A video of a construction worker voicing his concerns about unsafe work conditions at construction sites in the wake of the coronavirus pandemic is getting attention on social media as calls to halt construction work continue to grow.

In the video, a man is seen speaking to a group of construction workers, telling them that if they feel unsafe, they have a choice to walk out.

"If I lose my job, I lose my job," he said. "I'm scared too."

The man then proceeded to tell the group that social distancing is not being observed on sites, and proper hygiene is not being practiced.

"We're all breathing on each other. Where's your eating facilities? Are they sanitized? Do you have water to wash your hands when you eat your sandwiches," he said.

The man was later identified as Jack Da Silva, a member of the Laborer's International Union of North America (LiUNA) Local 183.

The video comes days after the province listed most construction as an essential service, meaning construction workers have to continue working even as most other industries have been forced to work at home.

Public health agencies have strongly urged the public to limit social interactions and banned large gatherings to stop the spread of the virus, which has killed 13 people in Ontario as of Wednesday.

In Quebec on Monday, Premier Francois Legault suspended all construction activity except for emergency or security services.

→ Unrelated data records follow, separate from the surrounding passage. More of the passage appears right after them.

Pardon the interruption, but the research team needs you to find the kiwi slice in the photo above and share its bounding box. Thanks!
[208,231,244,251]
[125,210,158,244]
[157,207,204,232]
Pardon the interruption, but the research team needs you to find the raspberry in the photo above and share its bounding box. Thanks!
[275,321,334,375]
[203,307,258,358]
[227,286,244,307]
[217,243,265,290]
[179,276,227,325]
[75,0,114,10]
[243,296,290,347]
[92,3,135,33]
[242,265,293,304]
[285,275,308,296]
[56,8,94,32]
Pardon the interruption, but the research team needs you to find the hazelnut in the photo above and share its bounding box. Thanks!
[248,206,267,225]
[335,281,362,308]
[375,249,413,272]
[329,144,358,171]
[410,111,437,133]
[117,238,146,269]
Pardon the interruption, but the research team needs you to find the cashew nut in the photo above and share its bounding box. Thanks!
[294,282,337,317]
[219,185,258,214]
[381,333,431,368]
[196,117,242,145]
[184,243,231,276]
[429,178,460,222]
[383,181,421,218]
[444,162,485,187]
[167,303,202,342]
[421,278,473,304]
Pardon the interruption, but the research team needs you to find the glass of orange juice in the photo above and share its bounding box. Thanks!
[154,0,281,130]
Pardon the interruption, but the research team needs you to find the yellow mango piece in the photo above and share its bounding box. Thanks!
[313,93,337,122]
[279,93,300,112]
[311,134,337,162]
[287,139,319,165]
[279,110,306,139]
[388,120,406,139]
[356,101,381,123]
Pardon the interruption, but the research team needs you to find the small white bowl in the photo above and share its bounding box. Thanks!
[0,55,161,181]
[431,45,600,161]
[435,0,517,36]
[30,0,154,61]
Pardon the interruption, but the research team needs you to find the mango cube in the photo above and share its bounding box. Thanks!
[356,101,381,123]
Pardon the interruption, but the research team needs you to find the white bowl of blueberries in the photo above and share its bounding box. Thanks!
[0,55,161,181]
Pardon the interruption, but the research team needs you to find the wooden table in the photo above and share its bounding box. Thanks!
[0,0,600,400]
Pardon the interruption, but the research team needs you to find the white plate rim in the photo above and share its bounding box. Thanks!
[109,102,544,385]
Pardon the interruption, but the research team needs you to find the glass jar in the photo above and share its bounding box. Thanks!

Ontario Liberal Party leader Steven Del Duca and Ontario Green Party leader Mike Schreiner released separate statements calling for a halt of construction activities for at least a week.

Following the news of three Crosstown LRT construction workers testing positive for the virus, Del Duca said there needs to be a "stronger action on the part of the government."

Jack Da Silva

In a news conference on Wednesday, Premier Doug Ford reiterated that if construction workers don't feel safe at their workplace, they can walk off the job.

"And I'll have zero tolerance, zero tolerance for any construction site that doesn't have the proper essentials to keep the workers safe and make sure the outhouses are clean, make sure the sanitizers are there," Ford said.

There are 125 inspectors in Toronto checking if sites are adhering to guidelines from public health, he said, adding that 12 summonses were written Wednesday.

If workers end up choosing to walk off the job, Ford said he is "positive" they will be able to collect payment from the federal government.

"What I understand (from) the federal government if you can't work because of coronavirus, there will be a package out there. There is a package right now, and safety is our number one priority."

Sean McFarling of LIUNA Ontario Provincial District Council said that if the province and health officials are labelling construction as an essential service, then employers need to make their workplace safe for employees.

"I think that video we watched reflects the fears and concerns that we're also hearing from our members in emails and various calls. You've got the fear for their health about being on unsafe worksites and then the fear of their own economic wellbeing if they're not able to go to work," McFarling said.

He said he is pleased to learn that the province is listening to unions to ensure that inspectors are going to sites demanding that safe conditions should exist if they are required to go to work.

McFarling said there should be adequate hand sanitation at construction sites, more room to have lunch apart, and sufficient tools to avoid sharing. He also said social distancing could be observed by doing staggered shifts to allow a smaller crew on sites.

"This is going to require a sacrifice in a certain amount of efficiency, but we will not sacrifice our member's safety to have an efficient workplace. So if they need to be on the sites, employers need to take a hard look at all the various extra steps that are going to be taken to protect our workers," McFarling said.

"Our members shouldn't have to choose between economic security and physical health."

Richard Lyall, executive director of the Residential Construction Council of Ontario (RESCON), said the first thing his association did in response to the virus outbreak was to address the safety issue at construction sites.

"We got together with the other sectors of the construction industry, and we developed an entirely new protocol to address safety measures on sites," Lyall said.

He said the video of Da Silva was "over the top" and unhelpful.

"And that performance by the rep was more theatre than useful in any real way. In fact, I perceived that as more of a hazard than anything else to go onto a site and scare people," Lyall said.

He said it is unfortunate that the video was released because it adds to the fear-mongering that's been happening. Lyall said there had been some problems, including some pilferage of supplies like missing hand sanitizers. But, they are being replaced.

Lyall repeated the premier's sentiments, saying if a worker does not feel safe, they don't have to work.

"Construction workers are very smart to people. They know their rights."